Хотя Расселл Малкехи, очевидно, и в голове не держал придать этой ходилке-стрелялке характер социального памфлета а-ля "Заря живых мертвецов" Джорджа Ромеро, его птицы, мухи и зомби в некотором смысле жертвы бесчеловечной глобализации. В поисках плоти насущной они вынуждены шариться по пустыне, пока виновники их плачевного состояния — воротилы корпорации Umbrella, выпустившей вирус на волю, — засев в подземных бункерах, в корыстных целях охотятся за Элис. Дело в том, что она, частично зараженная вирусом, истребившим человечество, может стать донором крови, необходимой для создания антидота.
"Нам нужен ее исходный материал", — говорит один из злодеев, сам пораженный вирусом. "Исходный материал" у Элис действительно впечатляет. Особенно когда в своих видениях (подумать только, этим людям при их насыщенной жизни еще и сны снятся) она лишается своего единственного маленького красного платья. На ней даже боевая сбруя напоминает не разгрузку с карманами для револьверов и мачете, а изысканно изодранные панк-дизайнером чулки. Завалы клонов Элис, одетых в клоны ее маленького красного платья, которыми запаслись убийцы в белых халатах из Umbrella, — складское помещение секс-шопа с невостребованными резиновыми женщинами. А эпизод, в котором Элис гладит и целует свою двойняшку, вывалившуюся из какого-то аквариума, где она полоскалась на манер напоминающих грязные носки экстрасенсов из "Особого мнения" Стивена Спилберга, — волнующая своим восхитительным идиотизмом метафора аутоэротизма.

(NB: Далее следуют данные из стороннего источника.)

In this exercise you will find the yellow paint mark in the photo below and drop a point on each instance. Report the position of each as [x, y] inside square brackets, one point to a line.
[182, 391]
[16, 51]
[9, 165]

Честно говоря, Расселлу Малкехи надо снимать не "Горцев" и не "Обитель зла", а вестерны. Единственный эпизод, в котором есть, ну, не вдохновение, конечно, а недурной драйв, — это бойня в занесенном песком Лас-Вегасе. Один из героев шмаляет по мертвякам из винтовки, засев на клоне Эйфелевой башни, как в вестернах шмаляли с водокачек. Другие стреляют перекатываясь под днищами трейлеров, как их кинематографические дедушки перекатывались под крытыми фургонами. Зомби, как индейцы, выскакивают изо всех щелей, чуть ли не из "бардачка" автомобиля. А пули пробивают им черепа навылет, давая на мгновение возможность полюбоваться сквозь зияющие отверстия экзотическим пейзажем.
Если же хоть одному плану из этого фильма суждено стать культовым, то это, безусловно, план, в котором Элис устало идет прямо на камеру, поигрывая заскорузлыми от крови мачете, а цепочка зомби почтительно сопровождает ее на уважительном расстоянии. После этой сцены безоговорочно веришь ей, когда она ставит на место распоясавшегося главного мутанта: "Будущее — это я". Жаль только, что, вкладывая в ее губы эту фразу, создатели фильма всего лишь хотели сказать, что третья "Обитель" не будет последней.